Love 'em or hate 'em, the roadside signs that dot California highways are just about impossible to ignore. Especially when they feature some of the most egregious word play ever punned.

Upton Sinclair was a canny observer of California life, so he had ample material for a vivid description of the 1920's roadside literature visible from a speeding auto.
"Prepare to meet thy God." Then would come a traffic sign: "Railroad crossing. Stop. Look.
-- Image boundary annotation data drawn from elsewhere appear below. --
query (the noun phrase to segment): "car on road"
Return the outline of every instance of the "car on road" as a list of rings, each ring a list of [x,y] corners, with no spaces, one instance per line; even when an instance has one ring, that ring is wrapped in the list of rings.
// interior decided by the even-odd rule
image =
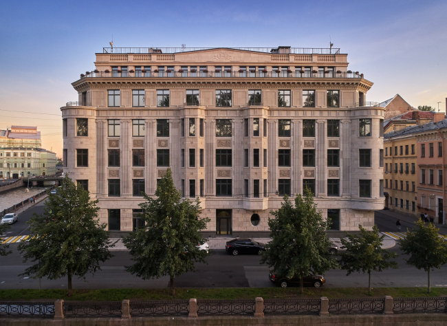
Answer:
[[[3,224],[13,224],[14,223],[19,221],[19,217],[17,215],[14,213],[10,214],[6,214],[1,219],[1,225]]]
[[[261,254],[265,250],[265,245],[250,239],[233,239],[227,241],[225,250],[233,256],[239,254]]]
[[[275,274],[273,270],[270,270],[268,276],[272,282],[275,284],[280,285],[281,287],[300,285],[300,278],[298,276],[294,276],[292,279],[287,279],[285,276],[281,276]],[[323,275],[310,274],[309,276],[303,278],[303,285],[304,286],[313,286],[314,287],[320,287],[325,283],[326,279]]]

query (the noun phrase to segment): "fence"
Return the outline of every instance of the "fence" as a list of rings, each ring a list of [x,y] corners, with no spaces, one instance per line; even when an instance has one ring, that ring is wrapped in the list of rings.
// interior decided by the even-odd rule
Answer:
[[[0,318],[114,318],[228,315],[447,314],[447,296],[435,298],[1,302]]]

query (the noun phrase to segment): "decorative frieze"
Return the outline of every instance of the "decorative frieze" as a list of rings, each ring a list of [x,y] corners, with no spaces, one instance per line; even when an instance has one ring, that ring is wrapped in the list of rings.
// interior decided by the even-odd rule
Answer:
[[[120,147],[120,140],[119,139],[109,139],[109,147]]]

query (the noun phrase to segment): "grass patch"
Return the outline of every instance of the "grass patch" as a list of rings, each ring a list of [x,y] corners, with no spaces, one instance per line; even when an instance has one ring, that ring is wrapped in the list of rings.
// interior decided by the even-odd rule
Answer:
[[[431,293],[427,293],[426,287],[376,287],[373,289],[371,296],[365,287],[326,287],[315,289],[307,287],[304,294],[300,294],[298,287],[257,287],[257,288],[179,288],[175,290],[175,299],[235,300],[253,299],[261,296],[264,299],[271,298],[383,298],[391,296],[393,298],[411,298],[440,296],[447,295],[446,288],[432,288]],[[54,301],[64,299],[82,301],[121,301],[130,300],[172,300],[169,289],[104,289],[104,290],[74,290],[72,297],[68,297],[66,290],[0,290],[1,301]]]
Listen." The railroad company wanted you to meet your God through some other agency . . . because there would be damage suits for taking religious faith too seriously. "Jesus waits," a boulder would proclaim; and then would come, "Chicken Dinner, $1." There were always funny signs about things to eat—apparently all the world loved a meal, and became jolly at the thought. "Hot Dog Kennels," was an eating-place, and "Ptomaine Tommy," and "The Clam-Baker," and the "Lobster-Pot." There were endless puns on the word inn—"Dew Drop Inn" and "Happen Inn," "Welcome Inn" and "Hurry Inn." When you went into these places you would find the spirit of jollity rampaging on the walls: "In God We Trust, All Others Cash." "Don't complain about our coffee; some day you may be old and weak yourself." "We have an arrangement with our bank; the bank does not sell soup, and we do not cash checks."
Upton Sinclair's Oil! vividly captured the spirit of southern California's oil boom of the 1920s. It appeared in 1926.